Desafíos hídricos y adaptación pendiente
Por otro lado, la investigadora Katherine Cuevas coincide en que la principal fortaleza de estas regiones radica en su evolución climática proyectada. “La ventaja del sur es de carácter natural y se explica mediante el indicador de aptitud climática. El estudio proyecta que el aumento de las temperaturas y la acumulación de grados-día derivados del cambio climático provocarán un desplazamiento de las condiciones óptimas de producción hacia el sur. De esta manera, los climas mediterráneos y templados de zonas como Ñuble y Biobío se convertirán en entornos térmicos ideales para el desarrollo fenológico de la uva, lo que reducirá su vulnerabilidad y abrirá nuevas oportunidades para la expansión de la industria”.
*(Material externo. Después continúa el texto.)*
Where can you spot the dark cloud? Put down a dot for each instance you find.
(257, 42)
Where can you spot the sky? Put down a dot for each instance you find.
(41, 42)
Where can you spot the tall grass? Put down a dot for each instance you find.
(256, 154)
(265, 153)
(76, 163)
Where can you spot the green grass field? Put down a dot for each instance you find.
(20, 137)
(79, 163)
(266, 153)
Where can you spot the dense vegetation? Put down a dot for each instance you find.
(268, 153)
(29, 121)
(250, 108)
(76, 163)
No obstante, la especialista advierte que estas ventajas no eliminan los desafíos que enfrenta el territorio. “A pesar de sus ventajas climáticas futuras de la zona Sur de Chile, es importante señalar que no está exenta de riesgos. Esta zona presenta actualmente altos niveles de exposición al cambio climático. Esto se explica principalmente por el indicador de ‘zona de riego’, que revela el predominio de zonas de secano o sistemas de riego ineficientes o menos tecnificados. Los resultados muestran un desafío pendiente y una oportunidad para esta zona que podría consolidarse como una zona vitícola relevante en el futuro, siempre que fortalezca su gestión hídrica, infraestructura, tecnología de riego y apoyo a productores”, agrega Cuevas.
Los investigadores concluyen que, aunque el cambio climático podría modificar el mapa productivo de la viticultura chilena favoreciendo a las regiones del sur, el aprovechamiento de esta oportunidad dependerá de inversiones en infraestructura hídrica, tecnologías de riego y estrategias de adaptación que permitan responder a los nuevos escenarios climáticos.